Emily Xiang is an is an IPilogue Writer, President of the Intellectual Property Society of Osgoode (IPSO), and a 2L JD Candidate at Osgoode Hall Law School.
There is no question that the virtual gaming and e-sports industry has seen exponential growth in the last decade or so. In 2021, global e-sports revenue is said to have reached a whopping $1 billion USD, and is projected to increase to $1.6 billion USD by 2024. Moreover, there are currently about 474 million people who are said to be following e-sports worldwide, with that number expecting to climb to 577 million in the next few years.
Part of what makes the question of intellectual property in e-sports so unique is the myriad of overlapping rights that exist, being held by a vast number of potential stakeholders including game designers, sound engineers, programmers, user interface developers, the players themselves, broadcasters, event/league organizers, advertisers, sponsors, and even spectator fans. But among these actors, whose rights can really be enforced? E-sport tournaments are an amalgamation of various intellectual contributions from a variety of actors. This is in stark contrast to traditional sporting events—after all, it cannot be said that the NBA or MLB own the IP rights to basketball or baseball!
It is accepted that the copyright (or the “exclusive legal right to produce, reproduce, publish or perform”) to the source code, maps, sound effects, and characters of a game is held by the game publisher. As a result of the considerable power held by video game publishers in the e-sports industry, the associated IP regime is often considered as having a “top-heavy” power structure, in which a few actors own all the IP. Game publishers can decide what teams/players may compete, who may host tournaments, and how tournaments are advertised and broadcasted.
However, much of this power is effectuated contractually through end-user license agreements or applicable terms of service with individuals and tournament organizers. Moreover, these rights can then be further assigned to others through contractual means. For instance, in 2015, a Twitch streaming channel named “SpectateFaker” was issued a takedown notice by Abuzu, another video game streaming service. SpectateFaker had broadcasted games played by popular e-sports player Lee Sang-hyeok. Azubu, having contractually obtained the exclusive streaming rights for Sang-hyeok’s games, filed a complaint against Twitch alleging copyright infringement. Interestingly, Riot Games—the publisher who owned the copyright to the game—was not involved in the dispute at the time. The matter never ended up being litigated.

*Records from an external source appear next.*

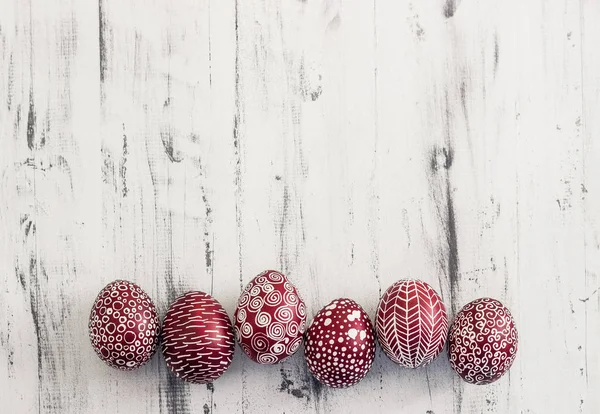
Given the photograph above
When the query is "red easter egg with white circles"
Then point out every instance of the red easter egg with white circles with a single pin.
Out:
(340, 344)
(412, 324)
(124, 325)
(197, 338)
(270, 318)
(483, 341)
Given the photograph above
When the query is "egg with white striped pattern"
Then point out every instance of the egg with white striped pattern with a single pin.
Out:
(198, 343)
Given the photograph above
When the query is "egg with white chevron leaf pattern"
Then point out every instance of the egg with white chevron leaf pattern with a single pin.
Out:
(412, 325)
(198, 343)
(270, 318)
(483, 340)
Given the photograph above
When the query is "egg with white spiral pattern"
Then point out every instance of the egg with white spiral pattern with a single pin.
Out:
(270, 318)
(124, 325)
(483, 341)
(340, 344)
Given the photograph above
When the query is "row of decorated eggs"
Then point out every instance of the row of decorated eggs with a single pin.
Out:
(270, 325)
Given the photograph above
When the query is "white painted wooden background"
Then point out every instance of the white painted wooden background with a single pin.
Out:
(191, 144)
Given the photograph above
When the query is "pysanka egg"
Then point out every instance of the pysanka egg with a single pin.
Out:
(412, 325)
(124, 325)
(483, 340)
(270, 318)
(197, 338)
(340, 344)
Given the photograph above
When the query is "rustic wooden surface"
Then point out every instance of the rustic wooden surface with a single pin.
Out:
(191, 144)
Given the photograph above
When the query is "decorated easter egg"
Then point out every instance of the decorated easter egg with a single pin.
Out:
(197, 338)
(124, 325)
(411, 324)
(270, 318)
(482, 343)
(340, 344)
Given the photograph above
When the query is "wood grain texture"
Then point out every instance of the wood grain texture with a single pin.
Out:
(190, 145)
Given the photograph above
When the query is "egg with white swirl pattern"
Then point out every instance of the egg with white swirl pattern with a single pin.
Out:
(270, 318)
(483, 340)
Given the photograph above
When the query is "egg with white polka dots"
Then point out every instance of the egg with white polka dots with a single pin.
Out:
(339, 346)
(124, 326)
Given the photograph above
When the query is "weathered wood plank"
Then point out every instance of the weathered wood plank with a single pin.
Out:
(191, 145)
(47, 131)
(587, 301)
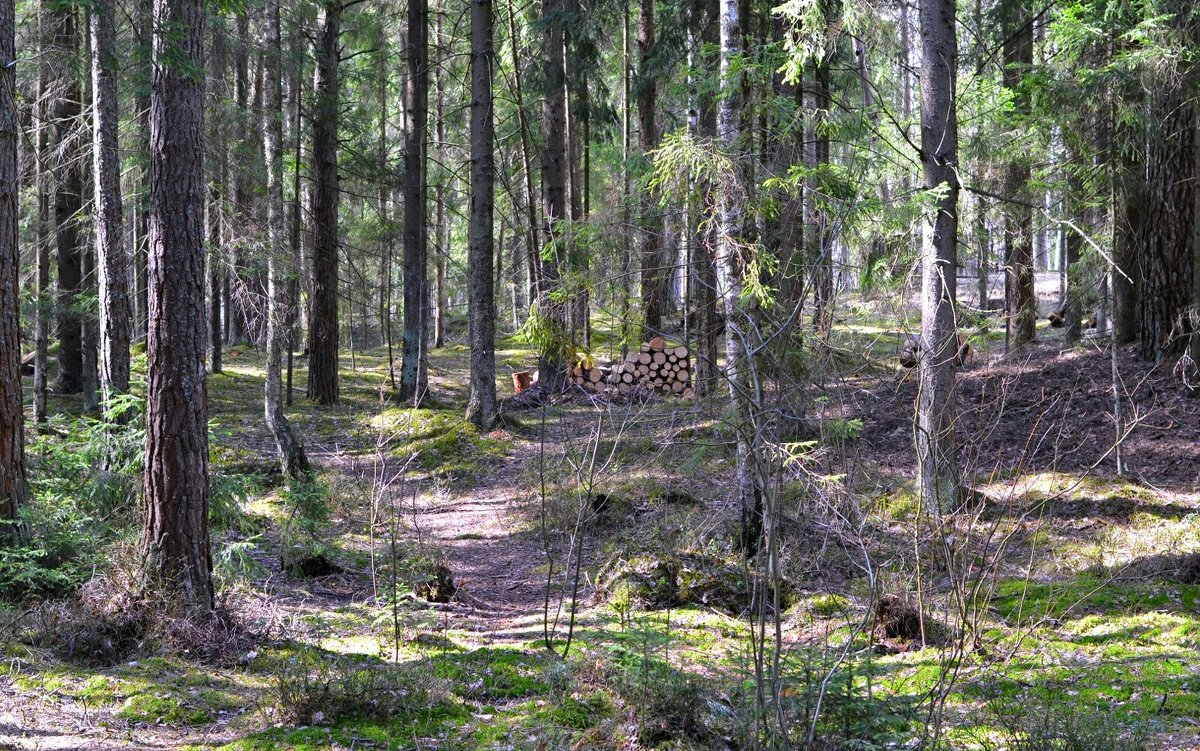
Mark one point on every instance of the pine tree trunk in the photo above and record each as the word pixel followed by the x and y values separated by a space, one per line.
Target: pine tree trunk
pixel 45 301
pixel 67 199
pixel 114 302
pixel 142 101
pixel 481 407
pixel 279 268
pixel 1023 312
pixel 13 486
pixel 175 536
pixel 323 328
pixel 217 190
pixel 1164 263
pixel 653 275
pixel 442 250
pixel 730 221
pixel 936 462
pixel 413 377
pixel 551 361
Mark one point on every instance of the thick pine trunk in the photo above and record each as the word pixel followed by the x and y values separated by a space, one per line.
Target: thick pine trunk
pixel 936 462
pixel 114 301
pixel 1023 311
pixel 279 268
pixel 1164 262
pixel 653 268
pixel 323 328
pixel 67 199
pixel 175 538
pixel 730 221
pixel 551 362
pixel 481 406
pixel 217 191
pixel 45 302
pixel 413 373
pixel 13 486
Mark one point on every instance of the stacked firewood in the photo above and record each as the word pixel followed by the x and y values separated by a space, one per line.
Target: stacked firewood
pixel 658 366
pixel 655 366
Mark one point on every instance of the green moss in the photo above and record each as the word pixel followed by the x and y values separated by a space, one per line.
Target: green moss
pixel 828 605
pixel 492 673
pixel 165 708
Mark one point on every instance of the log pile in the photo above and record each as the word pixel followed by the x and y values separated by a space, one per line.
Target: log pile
pixel 655 366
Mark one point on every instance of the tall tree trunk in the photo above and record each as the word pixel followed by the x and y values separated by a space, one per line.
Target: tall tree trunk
pixel 297 218
pixel 45 301
pixel 556 346
pixel 67 198
pixel 217 191
pixel 442 252
pixel 413 376
pixel 279 268
pixel 114 302
pixel 175 538
pixel 13 485
pixel 142 223
pixel 817 229
pixel 1023 312
pixel 531 205
pixel 708 323
pixel 382 203
pixel 323 331
pixel 936 463
pixel 730 221
pixel 238 269
pixel 653 268
pixel 1164 262
pixel 481 407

Other disputes have arisen involving video game copyrights, though none such matters have yet to meaningfully challenge the status quo of the “top-heavy” e-sports regime in the courtroom. For instance, in the late 2000s, Blizzard Entertainment began demanding licensing fees from tournament organizers seeking to use their games, including from Korea e-Sports Association (KeSPA). After years of failed negotiations, Blizzard decided to license the exclusive right to broadcast its game StarCraft to another South Korean organization and brought lawsuits against KeSPA.
The matter was ultimately settled outside of court, but it calls into question whether any other actors in the e-sports industry can assert some kind of right to their content. For example, can players enforce some kind of copyright or performer’s right in their gameplay? Many argue that mere gameplay or one’s “style of playing” is comprised of too much spontaneity, that it cannot be reproduced, or that it is too general/abstract to be protected by copyright. That being said, it may also be argued that skilled gamers employ the use of considerably nuanced strategies and creative plans, which ultimately dictate how the game will go.
The gaps and barriers between IP and e-sports certainly will stop at copyright protection. As the industry continues to grow, we can expect to see more IP-related disputes, including ones involving trademarks for things like game titles, gamer tags, team brands and merchandise, or even popular characters, as well as patents protecting gaming consoles, software programs, and user interfaces. Several gaming patents have already been filed, such as U.S. Patent No. 8,882,576, or “Determining Game Skill Factor”, which denotes an algorithm that evaluates the proportionate dependence of an outcome on skill versus chance. And while traditional sports and entertainment industries have long been regulated by established rules and best practices, Canada in particular has “yet to establish cohesive standards—whether international, national or provincial—for the professional video-gaming industry” (as stated by Erika Carrasco, partner and chair of Field Law’s Emerging Technologies Group). Having a robust IP strategy in place for such a rapidly developing industry with enormous economic prospects makes the most sense.